『この闇と光』服部まゆみさん 角川文庫。
あらすじ:森の奥深く囚われた盲目の王女・レイア。父王からの優しく甘やかな愛と光に満ちた鳥籠の世界は、レイアが成長したある日終わりを迎える。そこで目にした驚愕の真実とは……。耽美と幻想に彩られた美しき謎解き
耽美と幻想。このワードに惹かれて手に取りました。よく見たら書かれたのは服部まゆみさん!迷わず購入を決めました。
世界観に惹かれただけではなく、甘やかされたお姫様がどう一人立ちをしていくのか。どうして幸せな世界が崩壊したのかにも興味が湧きました。読む前にこんなにもワクワクしたのは久しぶりです。
何だかんだとありつも、良くあるお伽噺のように素敵な王子様とハッピーエンドとなるのだろうか。それとも、自分の道を切り開き逞しく生きていくのか、果たしてどういうお話なのでしょうか?
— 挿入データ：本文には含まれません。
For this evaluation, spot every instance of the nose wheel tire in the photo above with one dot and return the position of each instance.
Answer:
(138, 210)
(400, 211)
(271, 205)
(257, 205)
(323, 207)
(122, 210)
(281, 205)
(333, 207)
最初から最後まで読んでいて気持ちの良い内容ではありませんでした。
それでも、私のように耽美な世界に惹かれる方には救いもあります。特に本が好きな方は胸がざわつきながらもきっと引き込まれると思います。(登場する本を通して登場人物の心情が伝わってきます。)
結末は…。予想外過ぎました。
(服部さんの作品を読まれた事がある方はそう来たか!と思われると思います♪)
幸せって何なのだろう。
主人公にとってこの結末は正解だったのだろうか。と読み終えた後に考え込んでしまいました。
起きた事はまさしく光と闇。
一見、光が正しいように見えるけれど、本当にそうだと言えるのだろうか。
今の私には答えが出ませんでした。
この先のお姫様の結末を知る事は永遠に叶いません。それがとても残念です。
服部まゆみさんは2007年に亡くなられているのをこの本で知りました。
もうこの世界に触れる事ができないのがとても淋しいです。
(数ヶ月前に見た文庫の新刊。少し高くて購入を躊躇っていましたが、買おうと思います!)
正しさは大切。だけれど、端から見たら、幸せとは呼べなくても、主人公が納得のいく人生を送って欲しい。そう強く思いました。